What was even more unsettling was the metal frame that dissects the fields. It was waist high and fixed to the ground in places with stone foundations. This frame began close to the hatches and once anyone came above ground they immediately attached themselves to it using a rope and harness. It’s a safety rope. I’m sure of it because nobody moved far from the hatches without using it.

But why go to such lengths to protect themselves? Spirit storms, I guess. Either that or there’s some powerful flying predators that hunt around here. It’s almost as if they’re afraid of being plucked up and carried off.

At one point I think the sun must have caught the binocular lens because one of the men looked directly towards us and kept staring our way for almost a minute before carrying on with his gathering.

We’re back at last night’s camp. Soon we’ve got to decide on our next move. Do we contact these men? Can we take the risk? Will they be hostile or friendly?

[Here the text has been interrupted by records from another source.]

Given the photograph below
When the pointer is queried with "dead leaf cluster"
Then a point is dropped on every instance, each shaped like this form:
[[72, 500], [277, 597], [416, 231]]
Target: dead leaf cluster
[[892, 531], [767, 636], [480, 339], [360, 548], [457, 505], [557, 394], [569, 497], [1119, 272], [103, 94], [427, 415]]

Right now, I don’t want to think about it. Armbranch doesn’t sound too keen either. He’s more interested in the laptop. Earlier I showed him a video I’d taken of Maya shortly after we’d moved into the cottage. She was in the kitchen, smiling and laughing as she painted the back door. Armbranch seemed absolutely stunned to see her moving. He immediately drew back from the laptop and loitered in the shadows for a few minutes.

Once I convinced him it was okay, I showed him a different movie. This time we were in the garden and Maya was picking flowers. When he asked me how she could move, I told him that, among other things, the laptop was a crystal ball and that this was our future. I felt bad for lying. Yet, I guess it wasn’t completely a lie because I fully believe what’s on those movies is our future. That’s why I’m here, to make sure Maya will soon be out in the garden again.

It was hard to watch her picking flowers, hard to see her laugh and smile without the guilt rising again.

I wonder will she ever forgive me for all this.